Thermal Image sample captured after 8:00 PM.
In summary, the objectives and contributions of this paper are to,
Design and develop an intelligent system utilizing the synergism of HOG – 1D-CNN applied for for the detection of wildlife (deer), Implement an efficient Response System to alert the driver of the vehicle.
This paper progresses as follows: literature study section explains about different countermeasure ideas and techniques, which vitalize the current research’s basic concepts. Intelligent system section states the whole methodology of the system design and response system. The results section shows the findings of the proposed approach in bar charts and tabulation, and the last section concludes the paper.
This section elucidates the existing work related to animal-vehicle collision mitigation in urban highways or highly dense areas. The plethora of suggested solutions in the papers exhibit that researchers are persistently working to meet the target.
With the government’s help, the U.S. transportation department [4] implemented basic techniques like constructing bridges across the road in shady environments, reflectors, speed-limits, signboards, and fencing. The prediction of animal behavior is highly challenging, making this social model ineffective [7]. The U.S. transportation department again invests enormous amounts for the construction of overpass and underpass in highways (in US191, US$400K and US$2M respectively), which considerably reduced road accidents but is not adequately productive [8]. Notably, in [9] the author proposed area-independent methods for the estimation of number of collisions occurred due to wild animals in daylight period.
In thermal image analysis, computer-based technology played an extraordinary role in the last few decades. These computer vision algorithms mainly use feature detection, interpretation, and classification [10]. Significantly, gradient-oriented, or contour-based methods are used for feature detection from the acquired image [11]. The different animal stances like inactive, leaping, walking, semi-sitting, and standing are detected by a depth-based tracking system in [12]. The detection of wild animals is more critical because of these types of stances and their sudden reactions. In [13] the author proposed the basic warning system to alert both the animal and driver through various sound signals. Author in [14] suggested the Roadside Animal Detection System (RADS) used in cypress park and Florida highway 41 uses daisy-chained infrared sensors running parallel on each road-side. The Colorado Department of Transportation (CDOT) installed Wildlife Detection System with sensors under Colorado Highway 160. CDOT warned the vehicles through roadway light up upon animal detection. Animal Detection & Driver Warning System (Colorado) used buried electromagnetic cable for its animal detection. In [15] author implemented a buried cable protection system combinedly with the collaboration of Virginia Tech Transportation Institute and Virginia Department of Transportation, whereas only flashing light was used as the warning system.

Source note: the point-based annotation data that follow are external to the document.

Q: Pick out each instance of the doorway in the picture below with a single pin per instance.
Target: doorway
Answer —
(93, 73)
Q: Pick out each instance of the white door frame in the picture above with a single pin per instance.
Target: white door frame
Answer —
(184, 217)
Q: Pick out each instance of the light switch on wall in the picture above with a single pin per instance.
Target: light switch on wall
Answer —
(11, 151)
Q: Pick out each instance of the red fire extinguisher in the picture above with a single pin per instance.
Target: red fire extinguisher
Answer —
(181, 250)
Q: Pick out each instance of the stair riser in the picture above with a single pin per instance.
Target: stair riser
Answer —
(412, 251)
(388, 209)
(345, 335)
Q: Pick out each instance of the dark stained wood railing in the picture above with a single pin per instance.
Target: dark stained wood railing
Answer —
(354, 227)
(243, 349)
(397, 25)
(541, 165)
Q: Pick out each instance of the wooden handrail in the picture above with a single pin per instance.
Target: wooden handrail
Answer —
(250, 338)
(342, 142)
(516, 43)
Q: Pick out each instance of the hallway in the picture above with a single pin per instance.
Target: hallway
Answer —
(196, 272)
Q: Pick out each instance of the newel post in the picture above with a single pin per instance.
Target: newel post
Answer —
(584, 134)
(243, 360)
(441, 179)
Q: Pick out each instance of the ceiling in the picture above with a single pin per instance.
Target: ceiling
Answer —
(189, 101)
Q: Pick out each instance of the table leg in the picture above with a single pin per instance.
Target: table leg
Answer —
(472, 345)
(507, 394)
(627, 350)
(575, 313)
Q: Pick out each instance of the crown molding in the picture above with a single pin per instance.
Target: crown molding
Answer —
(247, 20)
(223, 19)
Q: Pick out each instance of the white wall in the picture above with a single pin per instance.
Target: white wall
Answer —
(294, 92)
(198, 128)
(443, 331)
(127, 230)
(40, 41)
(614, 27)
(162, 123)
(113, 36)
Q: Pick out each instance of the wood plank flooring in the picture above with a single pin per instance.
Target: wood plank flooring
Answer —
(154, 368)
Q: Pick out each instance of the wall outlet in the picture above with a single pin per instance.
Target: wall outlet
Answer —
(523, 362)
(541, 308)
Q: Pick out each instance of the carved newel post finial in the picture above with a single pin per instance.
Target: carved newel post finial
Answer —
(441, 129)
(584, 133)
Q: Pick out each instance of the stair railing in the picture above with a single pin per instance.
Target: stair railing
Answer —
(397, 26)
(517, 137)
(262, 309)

The importance of mounting active and passive infra-red sensors in vehicles and generating images are shown in [16]. The significance and implementation of dynamic warning systems due to weather condition, speed, and weight combination of the vehicle, animal, and humankind presence are explained in [17]. Author in [18] discussed the alerting system with speeding consideration. This approach has fewer scenarios to alert the driver based on animals’ detection and requires a hardware model. The alert system is used to alert the driver when the speed limit violation happens, or any animal detection is predicted in the roadways, explained in [16]. In [19] author proposed a model that sends signal warning to the web, signal to wildlife, and migration database, based on the camera input and motion detection. These systems help reduce humans and deer fatalities and decrease highway road accidents, especially during the nocturnal period.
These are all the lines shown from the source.